Pour cela les éventails sont déployés de manière
optimale - le plus souvent simultanément - chaque fois en conformité
avec la direction du courant dominant et conservés ouverts sans
mouvement pour une période prolongée. La durée dépend
en premier lieu de l'offre alimentaire: en présence d'une densité
de nourriture faible elle peut atteindre plus de 15 secondes; une particule
de grande taille, comme par exemple une nauplie d'Artemia, fait-elle mouche,
l'éventail touché est en règle générale
immédiatement replié.
Au contraire de la filtration active le repliement de l'éventail
se produit à la vitesse de l'éclair lors de la filtration
passive et sans le mouvement rotatif décrit, car dans ce cas le
procédé ne sert qu'à la transmission de la nourriture
déjà capturée. Le changement entre filtration active
et passive se produit de manière "coulante" : c'est à
dire au cours de la phase transitoire (à peu près lors d'une
vitesse du courant comprise entre 4 et 8 cm/s) apparaissent les caractéristiques
des deux formes de filtration.
Du reste d'autres filtreurs ont le même comportement "alternatif'
comme les balanes, les arthropodes et des bernard l'ermite fixes (vivant
dans des tubes de serpulidés vides) du genre Paguritta.
La traite de l'hôte
Chez une femelle de N. oshimai j'ai pu observer une autre stratégie
d'alimentation qui confère une note parasitaire certaine à
ce crabe purement commensal. J'ai eu mon attention attirée par
quelques tentacules singulièrement raccourcis chez l'anémone
hôte (S. haddoni), j'ai un jour surpris le crabe à
saisir un tentacule avec son ciseau, à le tirer et à le
broyer jusqu'à ce qu'une masse brunâtre, certainement des
zooxanthelles, sorte de la pointe des tentacules. Cette masse a été
transférée vers la bouche et immédiatement consommée.
Ensuite deux autres tentacules ont encore été "traits".
Au cours des semaines suivantes j'ai pisté le crabe et j'ai pu
observer le processus par deux fois. En conséquence la traite ne
semble pas avoir été pratiquée très souvent.
En tous cas toutes nos Stichodactyla ont présenté
plusieurs douzaines de tentacules déformés aussi longtemps
que les couples de Neopetrolisthes vivaient sur celles-ci. Est-ce
que des morceaux de tentacules sont consommés comme c'est le cas
en présenœ de Periclimenes ? Lors de la traite s'agit-il
plutôt d'une source de nourriture sans importance ? Ou la femelle
obtient-elle des substances nutritives essentielles pour la maturation
des ovules par la consommation des tentacules comme Svoboda (1983) a pu
l'observer en aquarium chez Periclimenes carpalis ?

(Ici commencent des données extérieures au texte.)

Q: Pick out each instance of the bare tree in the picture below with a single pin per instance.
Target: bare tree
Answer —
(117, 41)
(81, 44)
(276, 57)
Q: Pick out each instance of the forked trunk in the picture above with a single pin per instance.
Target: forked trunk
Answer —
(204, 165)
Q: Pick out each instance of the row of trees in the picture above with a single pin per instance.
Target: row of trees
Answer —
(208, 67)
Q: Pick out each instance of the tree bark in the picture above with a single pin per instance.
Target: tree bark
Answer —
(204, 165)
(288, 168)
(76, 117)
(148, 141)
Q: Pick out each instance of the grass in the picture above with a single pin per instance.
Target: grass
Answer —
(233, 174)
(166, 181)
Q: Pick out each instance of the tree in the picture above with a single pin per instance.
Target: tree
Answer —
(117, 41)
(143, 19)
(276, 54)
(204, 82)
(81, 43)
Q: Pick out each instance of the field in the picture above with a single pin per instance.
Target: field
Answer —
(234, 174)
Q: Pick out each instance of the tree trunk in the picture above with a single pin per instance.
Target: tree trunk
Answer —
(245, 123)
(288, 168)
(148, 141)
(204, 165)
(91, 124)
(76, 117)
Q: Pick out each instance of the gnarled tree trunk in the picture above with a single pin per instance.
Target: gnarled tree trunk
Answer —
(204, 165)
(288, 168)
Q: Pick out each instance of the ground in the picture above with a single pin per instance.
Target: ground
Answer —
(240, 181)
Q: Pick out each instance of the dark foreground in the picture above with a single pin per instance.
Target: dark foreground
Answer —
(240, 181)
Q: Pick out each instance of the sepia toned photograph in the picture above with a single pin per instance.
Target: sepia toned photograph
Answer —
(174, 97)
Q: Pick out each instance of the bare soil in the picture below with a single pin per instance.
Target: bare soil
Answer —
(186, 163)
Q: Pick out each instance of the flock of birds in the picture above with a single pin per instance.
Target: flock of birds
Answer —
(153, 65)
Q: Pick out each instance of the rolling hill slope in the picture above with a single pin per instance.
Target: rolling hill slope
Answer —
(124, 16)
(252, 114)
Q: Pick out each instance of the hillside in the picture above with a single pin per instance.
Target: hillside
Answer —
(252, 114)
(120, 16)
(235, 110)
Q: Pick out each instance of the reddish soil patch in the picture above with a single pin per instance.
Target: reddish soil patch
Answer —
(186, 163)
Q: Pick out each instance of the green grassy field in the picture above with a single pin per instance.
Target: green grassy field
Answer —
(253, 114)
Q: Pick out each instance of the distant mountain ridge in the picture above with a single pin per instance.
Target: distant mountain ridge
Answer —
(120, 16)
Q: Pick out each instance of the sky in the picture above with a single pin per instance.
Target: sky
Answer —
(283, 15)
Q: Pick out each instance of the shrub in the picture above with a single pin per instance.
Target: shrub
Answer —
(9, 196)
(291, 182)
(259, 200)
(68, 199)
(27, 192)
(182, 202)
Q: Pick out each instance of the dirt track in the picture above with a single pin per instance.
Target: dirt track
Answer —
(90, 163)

Ceci ne constitue que quelques-unes des nombreuses questions sans réponses
qui attendent une étude plus approfondie!
Littérature
Baensch, H.A ., & H. Debelius (1992): Meerwasser Atlas. Band 1. Melle.
Bruce, A.J. & A. Svoboda (1983): Observations upon some pontonine
shrimps from Aqaba. Zool.. Verhandelingen 205. Leiden.
Debelius, H. (1983): Gepanzerter Meeresritter. Essen..
-(1999): Crustacea guide of the world. Frankfort.
Kaestner, A. (Begründer) (1993): Lehrbuch der Speziellen Zoologie.
Band 1. 4. Teil Arthropoda. Jena. Stuutgart.